In sales terms, the difference is stark. In the year ending last March, Jaguar sold just under 43,000 cars globally, while the combined Land Rover brands managed nearly 280,000. In the U.S. the gap is even greater in percentage terms, with 8000 Jaguars finding homes compared to 66,000 Land Rovers. On those numbers, Jaguar sits third out of four in Jaguar’s ‘House of Brands’, only outselling Discovery in the States. Volumes have declined catastrophically since 2017 when Jaguar moved 179,000 cars around the world, nearly 40,000 of which came here.

But even more radical change is on the way. Back in 2021, JLR announced that Jaguar would become an EV-only brand by 2025, with a range sitting on an all-new platform unrelated to the one underpinning the existing i-Pace EV. And for that to happen the entire existing range is set to die. At the moment five cars are still on sale in the U.S. – the XF sedan, E-Pace and F-Pace crossovers, F-Type roadster and coupe and the electric I-Pace.
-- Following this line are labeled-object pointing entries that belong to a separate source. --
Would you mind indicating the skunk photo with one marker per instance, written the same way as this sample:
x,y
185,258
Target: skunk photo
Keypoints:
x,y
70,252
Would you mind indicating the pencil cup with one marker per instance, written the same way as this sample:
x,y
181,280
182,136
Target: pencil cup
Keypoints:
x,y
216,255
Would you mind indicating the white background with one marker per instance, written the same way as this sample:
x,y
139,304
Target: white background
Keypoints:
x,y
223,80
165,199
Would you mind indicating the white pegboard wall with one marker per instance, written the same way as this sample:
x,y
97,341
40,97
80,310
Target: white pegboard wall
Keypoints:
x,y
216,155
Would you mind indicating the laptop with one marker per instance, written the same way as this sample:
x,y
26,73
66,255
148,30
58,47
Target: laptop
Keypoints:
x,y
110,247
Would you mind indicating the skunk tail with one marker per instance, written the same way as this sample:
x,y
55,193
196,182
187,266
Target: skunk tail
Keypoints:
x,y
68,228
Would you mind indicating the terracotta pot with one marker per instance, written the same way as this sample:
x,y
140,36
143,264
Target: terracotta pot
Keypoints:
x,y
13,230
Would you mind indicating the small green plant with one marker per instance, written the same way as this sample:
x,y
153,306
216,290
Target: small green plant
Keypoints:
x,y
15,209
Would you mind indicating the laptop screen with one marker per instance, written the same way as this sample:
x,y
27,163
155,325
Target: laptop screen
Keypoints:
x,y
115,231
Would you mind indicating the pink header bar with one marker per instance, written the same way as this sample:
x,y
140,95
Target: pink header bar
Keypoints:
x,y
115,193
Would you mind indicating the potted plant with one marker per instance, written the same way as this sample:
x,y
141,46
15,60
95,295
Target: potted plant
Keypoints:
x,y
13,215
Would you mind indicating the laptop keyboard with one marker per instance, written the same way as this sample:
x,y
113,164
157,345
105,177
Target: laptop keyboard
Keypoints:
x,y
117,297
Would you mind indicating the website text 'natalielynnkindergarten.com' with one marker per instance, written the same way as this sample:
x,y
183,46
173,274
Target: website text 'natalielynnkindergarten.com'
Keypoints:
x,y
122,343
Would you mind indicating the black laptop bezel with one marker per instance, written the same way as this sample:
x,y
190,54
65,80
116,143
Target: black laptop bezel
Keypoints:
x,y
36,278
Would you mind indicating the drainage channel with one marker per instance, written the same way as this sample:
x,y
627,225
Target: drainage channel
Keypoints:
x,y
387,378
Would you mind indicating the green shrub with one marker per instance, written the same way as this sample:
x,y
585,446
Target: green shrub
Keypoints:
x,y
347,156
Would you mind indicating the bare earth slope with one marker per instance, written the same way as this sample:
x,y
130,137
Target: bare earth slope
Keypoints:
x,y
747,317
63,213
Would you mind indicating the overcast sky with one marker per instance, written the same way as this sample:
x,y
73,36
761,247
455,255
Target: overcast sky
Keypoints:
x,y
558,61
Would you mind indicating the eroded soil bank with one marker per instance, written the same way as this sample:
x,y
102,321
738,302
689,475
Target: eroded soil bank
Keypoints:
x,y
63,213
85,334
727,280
R&T recently got to sit down with Joe Eberhardt, JLR’s North American President and CEO, and got him to talk us through that process.

Eberhardt says the F-Pace represents the majority of ongoing volume, with the F-Type still selling well – despite the fact production ended last year. XF, E-Pace and I-Pace are already “very small” according to Eberhardt.

“The majority of our products cease production in June, but they will be on sale for a much longer time,” he said, “we will have a production schedule that enables us to have a continuous supply of vehicles until the new cars come … We’re trying to time it so we have enough volume to take us through to the launch of the new product and have a clean handover. Whether it will be as perfectly planned as that, we’ll see – maybe we’ll sell out more quickly, or maybe it will take a little longer to sell through the current inventory. But the plan is to sunset the current product portfolio and then launch the new ones.”
Jaguar is planning to launch three models on an all-new platform dubbed JEA (Jaguar Electric Architecture.) The first will be a four-seat GT that the company promises we will see later this year, and which will be reaching buyers in 2025. So far Jaguar has issued a single teaser rendering and said that the new model will have a range of up to 430 miles (presumably under the European WLTP testing methodology) and a base price of over $100,000. It will also be the most powerful Jaguar road car of all time, meaning a power output north of 575 hp.

Confusingly, Jaguar got most of the way to creating something very similar before, with a fully electric XJ that was cancelled in 2021, after most of the development work had been done at a nine-figure cost. The official reason for that decision from JLR’s then-CEO Thierry Bolloré was that the XJ “did not fit with our vision for the reimagined brand.” The new car will be completely unrelated to the canned one, with styling that has been created under the direction of JLR’s Chief Creative Officer – and long-time Land Rover design boss – Gerry McGovern.

Making Jaguars more expensive and ditching the existing range also threatens to reduce production numbers even further. According to a Autocar, total Jaguar production could be as low as 50,000 globally across the three models.

“Obviously we don’t want to leave anybody behind, especially since the brand has such a history,” says Eberhardt, “but there does come a point where you just need to focus on the future. It may not be a brand for everybody, and that’s by design … I can’t tell you exactly what percentage of current Jaguar owners we will leave behind, but clearly given the positioning of the brand and the vehicles we will lose some clients along the way. It’s a difficult decision to make, but brands need to be focused and to decide what their purpose is. We just knew that we didn’t want to be another volume luxury brand, that is not something that aligns with the Jaguar philosophy.

The number of Jaguar dealers in the States has already started to fall, Eberhardt saying that more than 40 have already voluntarily surrendered their franchises. Future plans are that all will be integrated with the Land Rover franchises selling the other three ranges. “We will probably have between 120 and 130 that have all four brands, and then a smaller number – between 50 and 70 – that only have Defender, Discovery and Range Rover,” says Eberhardt.

Against wider trends, Jaguar won’t be offering direct sales in the U.S, with Eberhardt confirming that the new generation of cars will be sold exclusively through dealers. But anybody wanting one of the final combustion-powered Jaguars, or to spend less than six figures on one of the brand’s cars, definitely should not delay acting on the dream.